The crisis is an epidemic of insomnia. The cause is never clear, although it may have something to do with our intense immersion in the present, our sense, in a society that is over-networked, information saturated, that to sleep is to miss out, resulting in a “kind of extreme sleep-anorexia.”

It’s only fitting that Sleep Donation should be the first release from Atavist Books, a collaborative effort of the digital long-form innovator the Atavist, Barry Diller and Scott Rudin. It is geared to eclipsing the blurry line between digital and print.

Sleep Donation is being issued as an e-book only; coming releases will toggle between platforms. The idea is that, at this point, form should follow function … or maybe it’s just that good writing is good writing, in whatever medium.

Either way, Sleep Donation is a terrific way to start an imprint, a starkly dystopian novella reminiscent of George Saunders in its bleak humor, the directness of its prose. Narrated by Trish Edgewater — whose sister Dori was one of the first casualties — it is a satire of aid organizations and a brittle examination of exploitation and its discontents.

It revolves around a 6-month-old, known as Baby A, whose slumber — mined in six-hour increments by an exclusive technology of sleep donation — is so pure it can cure insomnia. Through Trish’s eyes we are exposed, piece by piece, to the desperate need to keep her parents compliant, to maintain the child’s sleeping as the source of a universal mother lode.
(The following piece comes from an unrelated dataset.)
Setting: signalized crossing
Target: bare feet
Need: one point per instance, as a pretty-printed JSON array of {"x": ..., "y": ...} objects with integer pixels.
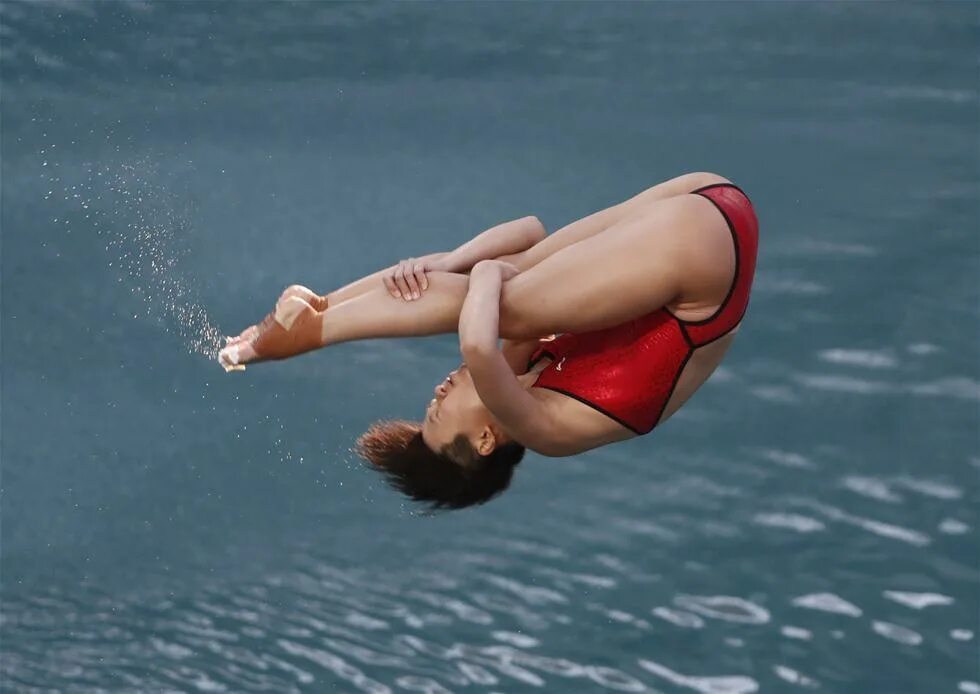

This, of course, raises all sorts of questions about ethics, about coercion and how we (collectively or individually) bend others to our will. Russell is sharp on that, although even more in tracing Trish’s complicity — not only as the main contact with Baby A’s family, but also in the way she uses her sister’s tragic story to close the deal with potential donors.

Trish loved Dori and was devastated by her decline. “My mouthy, gorgeous, stupid-brave sister Dori,” she tells us, “Miss ‘Drive It Like You Stole It’ (even when the only ‘It’ available to us was our great aunt’s haunted house of a wood-paneled Chrysler — who ever heard of a car with termites?), Miss ‘Three Jobs, Two College Majors, and There’s a Flask in my Purse,’ was at this point a nobody. … Once sleep stopped melting time for Dori, she could not dig herself out.”

And yet, this doesn’t stop her from turning Dori into a poster child, a cautionary tale — or a guilt-inducing come-on to manipulate the healthy into donating their sleep.

Russell — a 2013 MacArthur fellow, whose novel Swamplandia! was a finalist for the 2012 Pulitzer Prize — asks: How do we let go in a culture where attention appears, increasingly, to be its own odd form of distraction? Where is consolation in this brave new world?